Любое действующее лицо должно стремиться стать определенным типом. Мы дадим новое представление о театральном персонаже. Актеры могут состоять целиком из головы. Они могут изображать известных деятелей. У каждого из них будет свой собственный голос, меняющийся по силе от естественного звучания до предельно резкого ненатурального тона. Именно с помощью этого нового театрального звучания мы хотим выявлять и обнажать дополнительные и необычные эмоции.

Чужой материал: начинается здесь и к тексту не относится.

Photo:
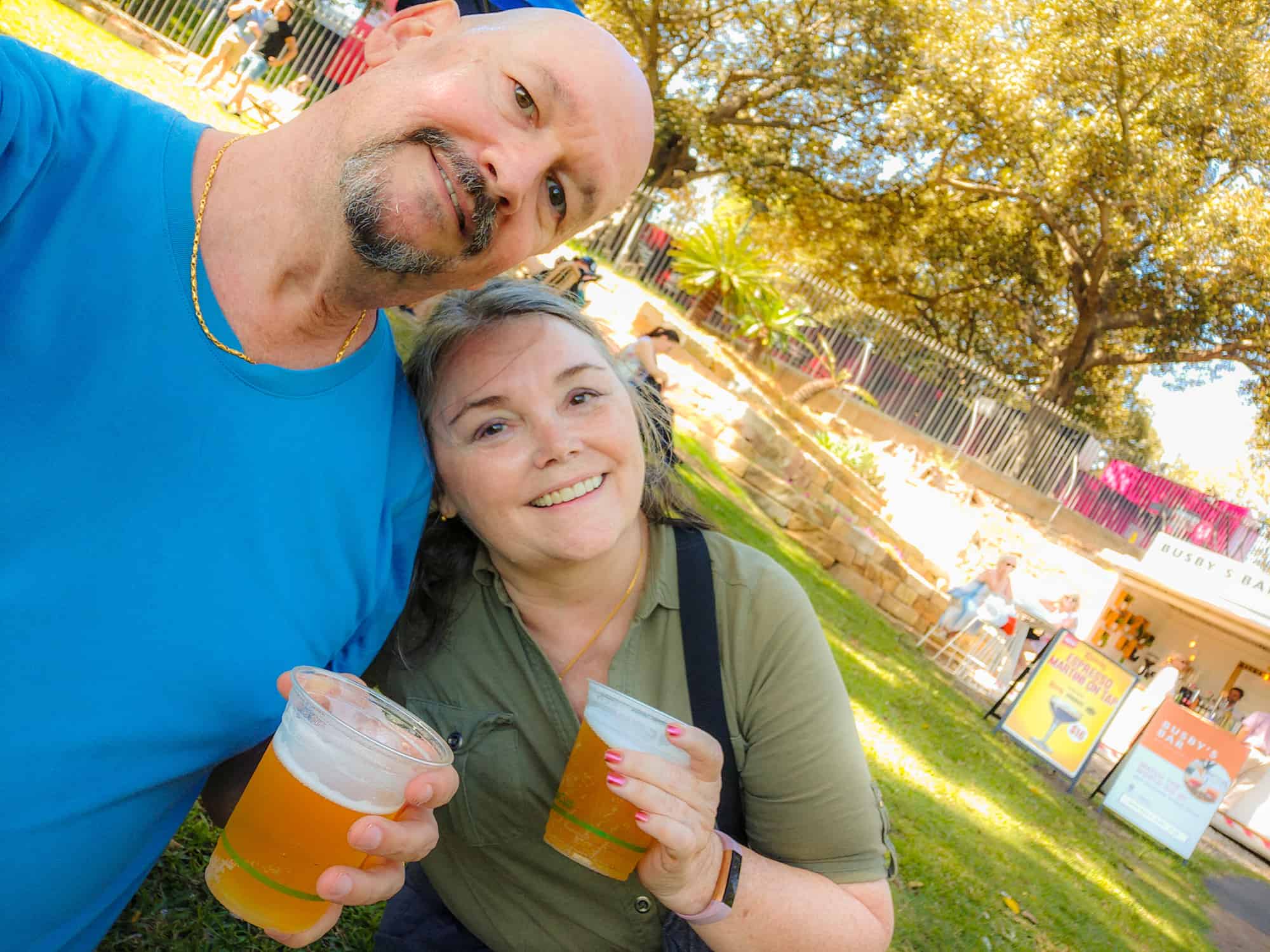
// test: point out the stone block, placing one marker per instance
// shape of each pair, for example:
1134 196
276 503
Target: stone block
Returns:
899 610
811 541
779 489
775 511
730 459
858 583
844 552
759 430
905 593
801 524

Игра движений будет то соответствовать тексту, то противодействовать ему, в зависимости от того, что мы собираемся оттенить. Эта новая пантомима может иметь место и за пределами общего развития действия, она может удаляться от него, приближаться к нему, совпадать с ним, согласно строгой механике, которой должны придерживаться исполнители. Такой метод не содержит ничего чисто артистического, [84] поскольку он призван сделать зримыми несовершившееся действие, забывчивость, рассеянность и т. п. — одним словом, все, что «выдает» личность и потому делает бесполезными хоры, реплики в сторону, монологи и т. д. (Здесь можно увидеть пример бессознательной объективации, который мы воздержались привести в предыдущем параграфе. [85] )
84
То есть метод не является искусственным, механическим.
85
Метод, о котором говорит Арто, состоит в сопоставлении различных «партитур» спектакля (пластической, звуковой, музыкальной, световой и т. п.). Этот метод восходит к вагнеровскому принципу построения музыкальной драмы. В первые десятилетия XX века метод привлек внимание крупнейших режиссеров (Г. Крэга, В. Мейерхольда и др.).
Особую роль в «общем развитии действия» занимает актер. Требования Арто к исполнителям развивали традиции общесимволистских исканий. Так же как писатели-сюрреалисты ставили своей целью записывание сна, причем сновидение могло быть грезами наяву, так и Арто ставил своей главной задачей развитие воображения в актере.
Руло вспоминает, что Арто просил актера во время исполнения монолога опуститься на колени, лечь на пол — без всякой связи с текстом. Таким образом, сюжетное развитие и зрительный ряд входили в противоречие, активизируя воображение актера и требуя от зрителя максимального погружения в театральное действие.